WASHINGTON (December 21, 2020) — Today, the U.S. Environmental Protection Agency (EPA) released for public comment proposed updates to the Toxic Substances Control Act (TSCA) Fees Rule. TSCA requires that EPA collect fees from chemical manufacturers and processors to help fund implementation to ensure that public health and the environment continue to be protected. Prior to this proposal, the agency engaged in an open and transparent dialogue with a wide range of stakeholders. These discussions helped inform a proposal that reflects real-world situations, narrows the broad scope of current requirements, significantly reduces the burden on American businesses, and increases the flexibility for surrounding TSCA fees requirements.
Specifically, the proposed updates to the original 2018 TSCA Fees Rule include:
- Narrowing the scope of the rule by exempting importers of articles containing a chemical substance, companies that produce a chemical as a byproduct or manufacture or import as an impurity, companies that produce a chemical in de minimus amounts, companies that use chemicals solely for research and development purposes, and companies that manufacture a chemical that is produced as a non-isolated intermediate from fees.
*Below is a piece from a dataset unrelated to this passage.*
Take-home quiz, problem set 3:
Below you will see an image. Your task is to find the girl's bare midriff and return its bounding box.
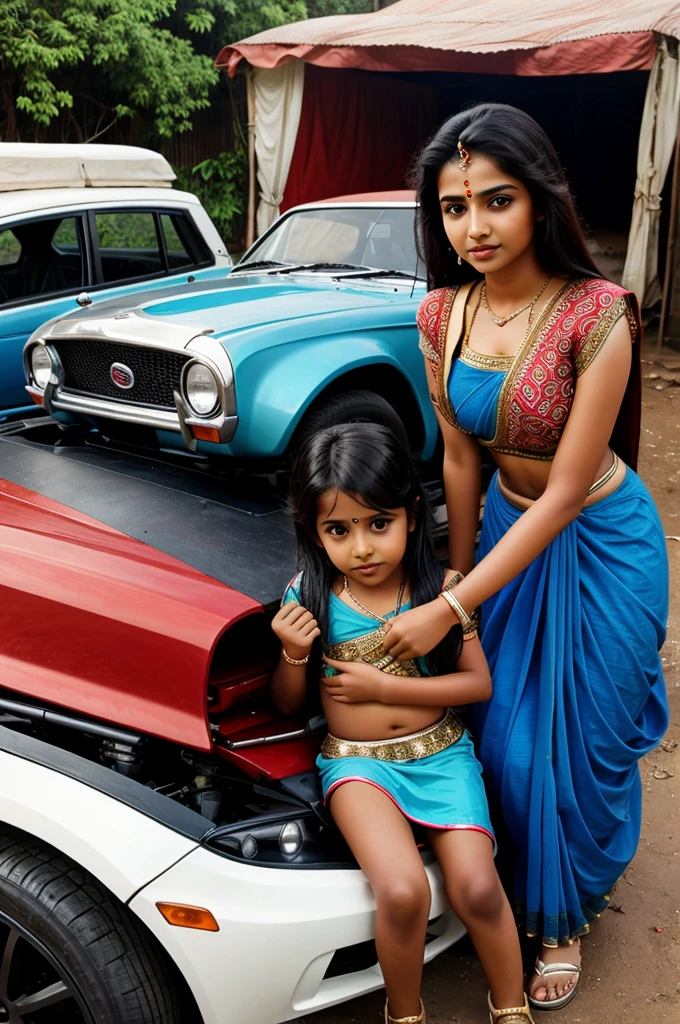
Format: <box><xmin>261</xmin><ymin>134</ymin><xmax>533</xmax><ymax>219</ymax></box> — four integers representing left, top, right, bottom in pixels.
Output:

- Using cost data gathered over the last two years, instead of estimates, to update the fee calculations.
- Ensuring fees are fairly and appropriately shared across companies by proposing a production-volume based fee allocation and including export-only manufacturers for EPA-initiated risk evaluations.
- Allowing for corrections to be made to the list of manufacturers subject to fees for EPA-initiated risk evaluations after the final list is published, ensuring the accuracy of the list.
- Increasing flexibility for companies by extending the amount of time to form consortium to share in fee payments.
- Ensuring EPA can fully collect fees and enabling companies to better prepare for paying fees by allowing payments in installments for EPA-initiated and manufacturer-requested risk evaluations.
Additionally, EPA’s proposal adds new fee categories associated with new chemicals activities.